16 Nisan rejim değişikliği seçiminde sanıyorum MYK’da bir tane Anayasa Profesörü yoktu. Yanılıyorsam ve gözden kaçırdıysam af buyurun. Seçim bittikten sonra Ekonomi Profesörü Selin Sayek Böke istifa etti. İktidara aday olan bir siyasi partinin kan kaybetmesi sizce ne anlama gelir? Partinin ekonomi profesörü Kılıçdaroğlu’na güvenemiyorsa halk nasıl güvensin. En son seçimler öncesinde sol blokta seçimin boykot edilmesi çağrıları vardı. Kılıçdaroğlu ‘’ Kazanacağım seçimi neden boykot edeyim’’ diye bu çağrılara tepki göstermişti. O zaman ya seçim boykot edilecekti, ya da seçim kazanılacaktı. İkisinden birisi. Başka bir seçenek yok. Fakat Kılıçdaroğlu hiçbir öz eleştiri yapmadan AKP’nin oy kaybetmesi üzerine yorum yaptı. Evet, AKP elbette oy kaybetti. Ancak buna karşılık Cumhuriyet Halk Partisi ’de oy kaybetti. Hem de kayda değer bir oranda oy kaybetti.
Adil Seçim Platformunun kurduğu seçim takip sisteminin çöktüğünü sanıyorum biliyor olmalısınız. Bugüne kadar kurulan hiçbir seçim sistemi zaten hiç çalışmadı. İnsana sizin partinizde bir tane bilgisayar mühendisi yok mu, diye sorarlar. İnsana bir tane yazılım mühendisiniz bile yok mu diye sorarlar. AKP’nin kendisine ait seçim takip sistemi çökmezken sizinkisi neden çöktü, diye sorarlar. Eğer siz bir siyasi partinin genel başkanı iseniz en azından kurulan seçim takip sisteminin düzenli çalışıp çalışmadığını bir iki hafta evvel kontrol etmek amacıyla sanki o gün seçim varmış gibi saatler 17: 00 den itibaren sandık sorumluların veya bu sistemi kullanacak sorumlulara deneme amaçlı kullandırırsınız. Bunu seçim takip sisteminden sorumlu genel başkan yardımcınız yapamıyorsa, siz yapacaksınız. Eğer sizin bugüne kadar kurmuş olduğunuz bütün seçim sistemleri çökmüş ise bizzat kendiniz bu konu ile ilgilenmeniz gerekir. Sonuçta seçim sisteminin çökmesi salt bu konu ile ilgili genel başkan yardımcınızı bağlamaz. Konu en başta sizi bağlar.

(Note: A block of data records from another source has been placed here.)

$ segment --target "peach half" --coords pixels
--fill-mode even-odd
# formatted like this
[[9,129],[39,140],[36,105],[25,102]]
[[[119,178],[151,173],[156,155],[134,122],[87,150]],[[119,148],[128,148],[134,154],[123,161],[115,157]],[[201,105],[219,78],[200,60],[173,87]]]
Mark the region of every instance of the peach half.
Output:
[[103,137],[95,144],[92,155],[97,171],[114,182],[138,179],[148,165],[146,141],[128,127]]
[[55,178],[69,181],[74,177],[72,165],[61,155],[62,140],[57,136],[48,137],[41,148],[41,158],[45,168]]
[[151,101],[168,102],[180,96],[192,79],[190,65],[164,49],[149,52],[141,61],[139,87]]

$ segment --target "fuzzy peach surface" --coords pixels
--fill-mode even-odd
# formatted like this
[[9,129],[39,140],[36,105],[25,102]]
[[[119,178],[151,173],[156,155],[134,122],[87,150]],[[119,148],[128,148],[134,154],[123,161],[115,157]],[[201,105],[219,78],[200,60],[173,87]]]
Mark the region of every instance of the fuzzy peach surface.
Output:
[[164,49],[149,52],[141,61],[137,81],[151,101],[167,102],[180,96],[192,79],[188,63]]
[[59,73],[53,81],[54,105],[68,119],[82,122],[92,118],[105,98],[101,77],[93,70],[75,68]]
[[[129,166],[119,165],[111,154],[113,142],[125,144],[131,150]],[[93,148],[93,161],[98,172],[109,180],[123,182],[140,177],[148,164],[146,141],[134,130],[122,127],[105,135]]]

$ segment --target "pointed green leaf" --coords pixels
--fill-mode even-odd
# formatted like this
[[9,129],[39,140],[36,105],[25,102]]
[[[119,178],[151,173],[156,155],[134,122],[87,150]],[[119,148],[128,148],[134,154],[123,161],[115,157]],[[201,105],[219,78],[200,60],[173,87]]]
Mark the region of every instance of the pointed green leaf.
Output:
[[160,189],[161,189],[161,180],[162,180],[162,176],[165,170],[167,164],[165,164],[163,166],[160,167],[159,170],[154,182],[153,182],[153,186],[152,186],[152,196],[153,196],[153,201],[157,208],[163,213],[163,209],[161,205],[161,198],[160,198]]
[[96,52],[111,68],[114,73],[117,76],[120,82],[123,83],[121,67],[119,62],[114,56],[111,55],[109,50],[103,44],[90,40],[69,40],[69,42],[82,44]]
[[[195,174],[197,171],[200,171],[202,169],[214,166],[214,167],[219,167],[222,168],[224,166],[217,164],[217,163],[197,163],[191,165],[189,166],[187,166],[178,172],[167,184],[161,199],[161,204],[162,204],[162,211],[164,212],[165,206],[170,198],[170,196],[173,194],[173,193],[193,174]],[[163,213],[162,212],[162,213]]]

Sayın Yalçın, Ana Muhalefet partisi seçim stratejisini iktidar partisinin oy kaybetmesine yönelik uygulayamaz. Ana Muhalefet partisi seçim stratejisinin iktidar olmaya yönelik uygulayabilir. Ben bugüne kadar Kılıçdaroğlu’dan iktidar olmaya yönelik bir seçim stratejisi göremedim. Kılıçdaroğlu son seçimde HDP’ye baraj aştırmaya ve İyi Parti’yi seçime sokma stratejisi izledi. Hiç kuşkusuz HDP ile İyi Parti’nin Mecliste yer alması kadar doğal bir şey olamaz. Hatta İyi Parti’nin seçime girebilmesi adına 15 milletvekilinin transfer olmasını son derece olumlu buluyorum. Ancak HDP ile İyi Parti TBMM’ye girerken Cumhuriyet Halk Partisi de atak yapmalıydı. Seçimlerden birinci parti olarak çıkmalıydı. Eğer siz seçimlerden bırakın birinci parti çıkmayı, daha oy kaybı yaşıyorsanız iyi gitmeyen bir şeyler vardır. Bugüne kadar yapılan seçimlerde de bir kereye mahsus tüm sandıklardan ıslak imzalı seçim sonuç tutanaklarını da alamamışsanız ortada bir yönetim zaafı var demektir. Bu yönetim zaafı salt MYK’ya kesilemez. Atalarımız bile ‘’ balık baştan kokar’’ diye boşuna söylememişler. Eğer bir spor kulübü şampiyon olamaz ise bunun sorumluluğu teknik direktörden çok kulüp başkanındadır. Siyasette aynı futbol maçı gibidir. Eğer sizin oyuncular yetersiz ise maç başlamadan evvel yetersiz futbolcuların yerine daha yetenekli oyuncular alırsınız. Yok, eğer tüm hamleleri yapmanıza rağmen takımı halen daha şampiyon olamamış ise artık bunun sorumlusu ne teknik direktördür, ne de futbolculardır. Tek sorumlu kulüp başkanıdır. Kulüp başkanı o saatten sonra futbolcuların yetersiz olduğunu söylese de inandırıcı olamaz. Böyle durumda adama tedbiri neden zamanında almadın derler. Kılıçdaroğlu’nun durumunun da bundan hiçbir farkı yok. Dokuz defa seçim yenilgisi alan bir genel başkan şimdiye kadar seçim yenilgilerinden gerekli dersi alıp bir önlem alamamış ise bundan sonra da alamaz. Çünkü sürekli seçim yenilgisi alan bir genel başkan artık bu durumu içselleştirir. Seçim yenilgilerini normal görmeye başlar. Eskiden bir iddiası varsa onu da kaybeder. Sonuçta o genel başkanın artık partisine vereceği bir şey de kalmaz.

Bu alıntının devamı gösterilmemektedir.